What is the string of events that lands someone in a trafficking situation? It usually starts with one setback, which launches a snowball effect that destroys everything in its wake.
There are a few things that we can learn from this tragic story.
First of all, it’s important to note that healthy community acts as a protective buffer. The woman in this story was orphaned, but was lovingly cared for by a friend of the family. However, since this friend was her only community, her death resulted in extreme vulnerability.
Second, for those of us who come from middle or upper class backgrounds, one mishap doesn’t equal tragedy. We still have income, maybe some savings. But for the poor, one negative event (like losing a loved one, losing a job, or missing one rent payment), can result in absolute desperation.
Another thing worth mentioning is that often recruiters are women.
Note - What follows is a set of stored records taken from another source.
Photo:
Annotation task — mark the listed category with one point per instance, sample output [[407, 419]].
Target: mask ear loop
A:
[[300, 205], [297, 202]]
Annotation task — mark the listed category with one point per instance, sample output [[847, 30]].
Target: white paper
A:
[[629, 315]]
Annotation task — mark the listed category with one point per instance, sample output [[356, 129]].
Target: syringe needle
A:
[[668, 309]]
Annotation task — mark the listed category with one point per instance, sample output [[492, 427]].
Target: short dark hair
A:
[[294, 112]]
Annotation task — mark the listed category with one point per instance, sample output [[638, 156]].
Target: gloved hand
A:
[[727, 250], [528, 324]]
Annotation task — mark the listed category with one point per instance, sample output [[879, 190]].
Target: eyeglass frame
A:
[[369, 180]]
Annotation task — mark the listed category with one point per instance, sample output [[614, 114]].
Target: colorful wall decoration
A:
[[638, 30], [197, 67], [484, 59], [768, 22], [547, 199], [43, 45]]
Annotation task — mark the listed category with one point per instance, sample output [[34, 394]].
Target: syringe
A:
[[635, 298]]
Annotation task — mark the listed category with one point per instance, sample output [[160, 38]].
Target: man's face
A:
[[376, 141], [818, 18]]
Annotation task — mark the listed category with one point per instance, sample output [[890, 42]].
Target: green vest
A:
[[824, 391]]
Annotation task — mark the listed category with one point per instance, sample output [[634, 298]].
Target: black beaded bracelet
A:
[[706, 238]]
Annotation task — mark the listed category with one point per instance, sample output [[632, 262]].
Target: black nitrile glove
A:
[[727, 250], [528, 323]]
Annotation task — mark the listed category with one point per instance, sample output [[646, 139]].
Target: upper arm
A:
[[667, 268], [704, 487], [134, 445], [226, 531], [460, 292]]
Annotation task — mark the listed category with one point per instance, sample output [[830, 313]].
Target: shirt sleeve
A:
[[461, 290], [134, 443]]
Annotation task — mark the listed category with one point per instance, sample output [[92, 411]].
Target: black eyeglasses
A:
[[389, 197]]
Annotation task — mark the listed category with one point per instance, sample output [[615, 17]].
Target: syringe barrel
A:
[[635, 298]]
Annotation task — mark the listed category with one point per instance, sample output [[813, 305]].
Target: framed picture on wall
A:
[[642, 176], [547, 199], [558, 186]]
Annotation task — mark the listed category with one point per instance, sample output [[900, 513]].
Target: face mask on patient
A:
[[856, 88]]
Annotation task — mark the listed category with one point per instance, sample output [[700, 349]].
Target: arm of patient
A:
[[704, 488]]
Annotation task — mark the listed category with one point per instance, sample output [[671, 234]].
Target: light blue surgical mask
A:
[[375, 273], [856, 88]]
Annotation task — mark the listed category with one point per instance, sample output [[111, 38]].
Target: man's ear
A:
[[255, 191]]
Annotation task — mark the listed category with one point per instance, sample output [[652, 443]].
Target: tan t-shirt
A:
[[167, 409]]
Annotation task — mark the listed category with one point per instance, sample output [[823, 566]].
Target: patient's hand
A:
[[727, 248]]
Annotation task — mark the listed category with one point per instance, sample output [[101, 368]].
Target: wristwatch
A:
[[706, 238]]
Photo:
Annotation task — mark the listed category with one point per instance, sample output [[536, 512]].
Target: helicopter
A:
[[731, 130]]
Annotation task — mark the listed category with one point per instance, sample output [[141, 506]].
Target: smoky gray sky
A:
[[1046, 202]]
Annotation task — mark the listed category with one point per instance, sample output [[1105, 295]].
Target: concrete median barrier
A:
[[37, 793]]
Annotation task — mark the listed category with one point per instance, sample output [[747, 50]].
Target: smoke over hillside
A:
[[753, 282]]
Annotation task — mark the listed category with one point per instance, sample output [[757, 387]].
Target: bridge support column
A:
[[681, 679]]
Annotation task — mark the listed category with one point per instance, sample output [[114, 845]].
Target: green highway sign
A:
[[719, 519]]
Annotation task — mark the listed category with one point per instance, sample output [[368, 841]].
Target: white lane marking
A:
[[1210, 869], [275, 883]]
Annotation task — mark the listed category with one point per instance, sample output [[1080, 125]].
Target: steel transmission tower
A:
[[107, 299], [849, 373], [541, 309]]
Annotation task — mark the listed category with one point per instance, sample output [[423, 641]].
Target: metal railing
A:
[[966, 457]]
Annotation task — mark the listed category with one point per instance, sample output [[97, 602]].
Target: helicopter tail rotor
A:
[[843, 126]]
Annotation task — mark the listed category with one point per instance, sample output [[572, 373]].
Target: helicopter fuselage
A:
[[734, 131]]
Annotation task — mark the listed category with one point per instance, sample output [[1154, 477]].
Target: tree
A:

A woman is able to build trust more quickly, and they exploit this when seeking out victims.
For many of us who have grown up in contexts where police are there to help us, it’s difficult to understand why a trafficking victim wouldn’t reach out to the police. But for victims who come from countries where the police are often the instigators of violence or take bribes from traffickers, reaching out for help doesn’t even cross their minds.
“If you go to the police, they will send you back to me.”
Finally, it is important for us to be aware of the stories around us. We don’t know how that homeless person on the street ended up there. We don’t know the background of that person begging for asylum. Let’s keep our eyes open and treat people with kindness. As we build trust with those around us, we may become the safe person a victim reaches out to in their moment of need.